I love that in America I have freedom and all the decisions that come with it. In Lebanon, my parents had my whole life planned out for me. Here, I choose what college I want to go to. They knew what private school they were going to send me to and they knew what college they would send me to. I had no real say in it. Now that we are here in America there are so many options and I get to choose what’s best for me!
I came to America because of the war in Lebanon in 2006. The war started only in the southern part of the country, but it eventually made its way up to Beirut where I was living. Rumors spread about the war was moving in our direction, so we decided to stay with our family friends in the north for a couple of days. Our house was eventually taken out by an airstrike and all our belongings were destroyed. A video of the airstrike aired on the news. Watching my house get destroyed was a very traumatic experience.
When we arrived in America, learning English was not too difficult because it was taught to me as a second language. The most difficult thing was trying to lose my accent. In America things were pronounced a lot differently, and I would get teased a lot at school for being a foreigner.
The hardest thing about being in America is leaving behind my 14 aunts and uncles who we can’t always visit because it costs a lot of money to go to Lebanon. Also starting our lives all over at school and with friends was very difficult.
I miss the food, the weather, old friends, aunts and uncles, and my cousins.

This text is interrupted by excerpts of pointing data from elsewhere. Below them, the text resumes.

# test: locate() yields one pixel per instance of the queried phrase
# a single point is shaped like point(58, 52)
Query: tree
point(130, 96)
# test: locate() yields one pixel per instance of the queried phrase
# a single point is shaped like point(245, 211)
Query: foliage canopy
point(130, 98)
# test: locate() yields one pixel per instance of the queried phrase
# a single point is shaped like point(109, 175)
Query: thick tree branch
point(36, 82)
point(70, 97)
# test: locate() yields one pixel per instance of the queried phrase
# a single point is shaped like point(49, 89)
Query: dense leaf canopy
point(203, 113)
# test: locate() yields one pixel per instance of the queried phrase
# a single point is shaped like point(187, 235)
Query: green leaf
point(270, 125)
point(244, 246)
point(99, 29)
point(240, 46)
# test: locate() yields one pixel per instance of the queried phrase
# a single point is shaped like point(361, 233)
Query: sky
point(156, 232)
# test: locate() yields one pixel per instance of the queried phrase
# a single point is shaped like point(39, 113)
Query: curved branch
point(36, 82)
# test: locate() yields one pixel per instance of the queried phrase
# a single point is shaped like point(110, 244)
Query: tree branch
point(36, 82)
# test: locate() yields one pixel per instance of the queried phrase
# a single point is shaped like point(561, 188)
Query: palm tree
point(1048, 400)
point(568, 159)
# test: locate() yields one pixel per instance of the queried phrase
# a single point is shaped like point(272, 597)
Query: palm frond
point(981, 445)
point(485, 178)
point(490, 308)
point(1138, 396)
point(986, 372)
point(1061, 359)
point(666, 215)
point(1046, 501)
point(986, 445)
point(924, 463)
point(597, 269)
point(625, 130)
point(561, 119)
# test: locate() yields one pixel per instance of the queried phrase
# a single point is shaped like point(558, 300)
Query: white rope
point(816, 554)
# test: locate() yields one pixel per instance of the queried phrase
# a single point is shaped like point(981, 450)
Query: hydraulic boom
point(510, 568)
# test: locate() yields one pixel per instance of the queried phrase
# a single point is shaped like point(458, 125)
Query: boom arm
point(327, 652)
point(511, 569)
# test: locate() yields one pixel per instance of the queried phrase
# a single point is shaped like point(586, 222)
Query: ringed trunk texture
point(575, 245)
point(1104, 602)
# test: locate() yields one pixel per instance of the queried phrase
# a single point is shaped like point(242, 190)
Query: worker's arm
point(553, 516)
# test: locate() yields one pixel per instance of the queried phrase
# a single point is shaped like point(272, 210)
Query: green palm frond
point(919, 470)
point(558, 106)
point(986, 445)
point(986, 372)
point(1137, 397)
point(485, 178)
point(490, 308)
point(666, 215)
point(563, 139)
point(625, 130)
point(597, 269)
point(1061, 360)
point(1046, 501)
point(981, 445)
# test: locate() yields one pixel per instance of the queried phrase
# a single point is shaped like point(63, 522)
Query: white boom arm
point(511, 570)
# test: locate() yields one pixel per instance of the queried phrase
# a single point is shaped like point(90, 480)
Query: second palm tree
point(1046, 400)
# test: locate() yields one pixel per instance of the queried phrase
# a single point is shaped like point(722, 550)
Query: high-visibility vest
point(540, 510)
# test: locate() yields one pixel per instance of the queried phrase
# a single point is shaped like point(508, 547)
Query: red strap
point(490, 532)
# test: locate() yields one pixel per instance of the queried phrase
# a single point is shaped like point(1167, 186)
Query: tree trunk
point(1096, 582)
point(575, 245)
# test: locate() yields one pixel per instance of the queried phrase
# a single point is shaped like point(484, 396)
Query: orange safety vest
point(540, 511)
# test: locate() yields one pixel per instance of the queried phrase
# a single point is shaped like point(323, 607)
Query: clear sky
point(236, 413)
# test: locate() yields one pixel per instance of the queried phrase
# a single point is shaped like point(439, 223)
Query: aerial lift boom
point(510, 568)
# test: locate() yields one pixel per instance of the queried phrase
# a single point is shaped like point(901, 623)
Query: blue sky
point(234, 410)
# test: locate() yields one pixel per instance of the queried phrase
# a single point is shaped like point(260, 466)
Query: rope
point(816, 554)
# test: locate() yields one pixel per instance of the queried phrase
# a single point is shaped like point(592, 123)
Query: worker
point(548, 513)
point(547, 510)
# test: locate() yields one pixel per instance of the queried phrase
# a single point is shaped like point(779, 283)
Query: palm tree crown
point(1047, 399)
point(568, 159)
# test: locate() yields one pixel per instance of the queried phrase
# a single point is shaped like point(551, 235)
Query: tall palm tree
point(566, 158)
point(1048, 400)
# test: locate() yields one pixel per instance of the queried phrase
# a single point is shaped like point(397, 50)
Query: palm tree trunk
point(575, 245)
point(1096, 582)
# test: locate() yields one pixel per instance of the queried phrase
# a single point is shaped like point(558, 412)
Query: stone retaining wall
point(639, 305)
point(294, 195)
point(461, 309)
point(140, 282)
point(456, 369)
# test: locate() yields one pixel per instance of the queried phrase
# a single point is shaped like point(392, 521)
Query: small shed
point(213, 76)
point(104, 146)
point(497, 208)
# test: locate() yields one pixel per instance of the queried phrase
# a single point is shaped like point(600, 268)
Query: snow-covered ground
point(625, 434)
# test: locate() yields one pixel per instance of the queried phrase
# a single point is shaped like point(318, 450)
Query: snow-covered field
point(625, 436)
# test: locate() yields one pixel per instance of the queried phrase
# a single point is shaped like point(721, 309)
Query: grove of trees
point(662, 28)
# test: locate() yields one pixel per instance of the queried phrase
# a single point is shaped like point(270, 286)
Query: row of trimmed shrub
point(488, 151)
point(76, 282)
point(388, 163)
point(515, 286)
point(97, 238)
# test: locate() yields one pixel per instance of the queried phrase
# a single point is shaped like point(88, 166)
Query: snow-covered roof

The war was the tipping point that made us leave Lebanon. After leaving our friends’ house, we were relocated to Syria as asylum seekers.Because my dad was an American citizen, we did not have to go through the whole refugee process. A US Navy ship picked up all the Americans who fled the war and took us to Cyprus where we eventually got on a plane to Detroit.
The closest experience I had with the war was my house being bombed, and watching it on the news knowing that all my things were destroyed and we had nowhere to go back to.
The fondest memory I have was every Friday if we behaved well at school our parents would take me and my two sisters to the store to buy whatever we wanted. I also miss all my aunts and uncles, and their kids, my cousins who we would see and play with every day.
I love America and I am really happy my family ended up here I think everything happens for a reason and I believe this is where we are meant to be!